L’impact socio-économique du « secteur informel » présente des caractéristiques précises. Tout d’abord, l’entreprise informelle sénégalaise est principalement située en milieu urbain. Ses activités concernent ensuite aussi bien les branches de l’industrie que les services et le commerce. Enfin, le rôle économique de l’entreprise informelle se traduit en termes d’emplois, de revenus, de formation professionnelle et de création de biens de consommation. C’est dans ce cadre que l’ANAMA avait été créée pour accompagner les marchands ambulants qui évoluent dans le secteur informel. Ce dernier est important et non négligeable dans la mesure où il génère beaucoup d’emplois.

LES LIMITES DES POLITIQUES DE LUTTE CONTRE LE CHOMAGE

Les programmes de la Nouvelle politique nationale de l’emploi (Npne), validée en 2010 et couvrant la période 2011-2015, était censés créer 675 mille emplois. A deux ans du terme, on ignore encore le nombre d’emplois déjà créés avec cette Nouvelle Politique nationale de l’emploi. Le manque d’informations sur le marché de l’emploi était un constat unanimement partagé. Avec le nouveau régime tout cela commence à être corrigé.

Dans le dispositif de création d’emploi, l’Agence nationale pour l’emploi des jeunes (Anej), installée depuis 2001, est l’une des structures phares, mais ne dispose d’aucune plateforme numérique pouvant donner des indications utiles et facilement accessibles aux demandeurs d’emplois (une raison de sa suppression par le nouveau régime). Or, le marché de l’emploi tourne essentiellement autour de l’information.

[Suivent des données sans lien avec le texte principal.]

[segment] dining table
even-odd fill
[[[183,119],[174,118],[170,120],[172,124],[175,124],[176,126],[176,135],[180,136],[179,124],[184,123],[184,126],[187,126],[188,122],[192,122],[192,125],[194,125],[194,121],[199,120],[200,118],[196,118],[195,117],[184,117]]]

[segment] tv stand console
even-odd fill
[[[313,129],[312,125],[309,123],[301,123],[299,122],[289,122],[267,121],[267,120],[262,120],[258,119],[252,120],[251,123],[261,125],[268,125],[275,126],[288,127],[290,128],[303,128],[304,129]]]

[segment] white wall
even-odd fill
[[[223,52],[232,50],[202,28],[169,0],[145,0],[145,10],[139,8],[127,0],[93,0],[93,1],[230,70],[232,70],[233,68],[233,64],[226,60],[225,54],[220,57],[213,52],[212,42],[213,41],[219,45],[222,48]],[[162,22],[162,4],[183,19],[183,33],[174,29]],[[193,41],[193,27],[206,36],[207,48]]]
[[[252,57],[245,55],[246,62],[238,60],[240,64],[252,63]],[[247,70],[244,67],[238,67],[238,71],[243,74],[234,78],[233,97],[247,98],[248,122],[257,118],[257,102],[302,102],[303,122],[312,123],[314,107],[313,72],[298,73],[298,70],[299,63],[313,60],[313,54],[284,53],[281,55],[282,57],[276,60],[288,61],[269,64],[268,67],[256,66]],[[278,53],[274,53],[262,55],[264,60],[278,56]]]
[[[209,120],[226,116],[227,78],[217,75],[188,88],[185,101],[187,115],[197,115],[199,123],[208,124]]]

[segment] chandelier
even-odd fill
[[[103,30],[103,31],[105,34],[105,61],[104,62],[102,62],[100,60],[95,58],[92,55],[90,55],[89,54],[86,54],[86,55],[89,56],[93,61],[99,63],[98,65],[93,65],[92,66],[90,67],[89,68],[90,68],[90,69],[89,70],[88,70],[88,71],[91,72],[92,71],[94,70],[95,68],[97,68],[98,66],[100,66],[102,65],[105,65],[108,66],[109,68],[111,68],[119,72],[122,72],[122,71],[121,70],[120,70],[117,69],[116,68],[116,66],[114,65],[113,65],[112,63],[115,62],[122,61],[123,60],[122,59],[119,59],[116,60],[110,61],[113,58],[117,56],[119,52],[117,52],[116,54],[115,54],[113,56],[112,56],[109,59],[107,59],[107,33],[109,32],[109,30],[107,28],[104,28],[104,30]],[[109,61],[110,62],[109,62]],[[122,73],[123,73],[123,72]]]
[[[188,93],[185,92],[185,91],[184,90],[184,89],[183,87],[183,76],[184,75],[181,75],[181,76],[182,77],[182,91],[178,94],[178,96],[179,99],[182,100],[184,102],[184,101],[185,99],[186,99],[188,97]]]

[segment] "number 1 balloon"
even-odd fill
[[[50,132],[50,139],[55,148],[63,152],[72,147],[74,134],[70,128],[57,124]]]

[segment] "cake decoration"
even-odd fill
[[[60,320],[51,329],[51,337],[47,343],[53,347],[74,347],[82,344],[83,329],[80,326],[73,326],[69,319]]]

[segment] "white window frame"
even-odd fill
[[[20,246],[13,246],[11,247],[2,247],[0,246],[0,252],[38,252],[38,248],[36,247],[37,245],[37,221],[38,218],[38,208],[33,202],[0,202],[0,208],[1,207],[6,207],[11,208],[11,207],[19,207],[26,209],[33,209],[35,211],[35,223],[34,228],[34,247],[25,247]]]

Les emplois à offrir à la jeunesse du Sénégal sont à  rechercher dans la maîtrise des espaces économiques de nos Communes et communautés rurales ; dans la satisfaction de façon générale, en biens et services, des demandes diverses de proximité de nos populations ! Il y’a plusieurs pistes et directions à explorer courageusement. La plus grande niche d’emplois n’est pas dans la nature, elle est dans le projet personnel d’insertion économique de chaque sénégalais. Les  emplois à créer sont dans la réorganisation de la façon dont nous exerçons nos activités économiques et dans l’amélioration de notre culture d’entreprise, dans l’assistance et l’accompagnement que nous fournissons à nos acteurs économiques. Il est temps d’inviter les Sénégalais à entreprendre massivement dans des domaines à forte valeur ajoutée, en dehors de la commande publique (marchés ou contrats de l’Etat). C’est le prix à payer pour créer une masse critique de PME et de PMI, capable d’embaucher et de conquérir des marchés locaux, régionaux et internationaux. Dès lors, le changement de mentalités est devenu une nécessité au même titre que l’application stricte des principes de bonne gouvernance. Donc le Sénégal semble être dans la bonne voie.

                                                                                                     

Moussa SOW
Apprenti économiste
Master UCAD
sowmoussa51@gmail.com

Un commentaire

  1. Comme suggestions notez qu’en lisant on sent bien que c’est un partisan du président qui parle. Et pour luttez le chômage au Sénégal les moyens disponibles sont bons mais il serait mieux d’inclure la population sans exception pour pouvoir bien attendre à des résultats plus fructueux. On voit dans votre discours la faible, l’inefficacité et surtout l’accessibilité des financements des jeunes développeurs de projets. Aussi le suivi et la transition entre les programmes et plans d’action rendent ces politiques vouer à l’échec.
    In facto le chômage ne peut être éradiqué comme la pauvreté sans une inclusion totale de toute lesvpersonnes. La population surtout rurale doit être informée et comme la dit un célèbre économiste lutter contre le chômage n’est rien d’autre qu’apprendre au chômeur à produire et à transformer cette reproduction. Lutter contre le chomage ne signifie pas lister les objectifs et les moyens mis en place mais l’importance serait accès sur les mécanisme, les objectifs visés et surtout le suivi et la continuité pour chaque période de transition.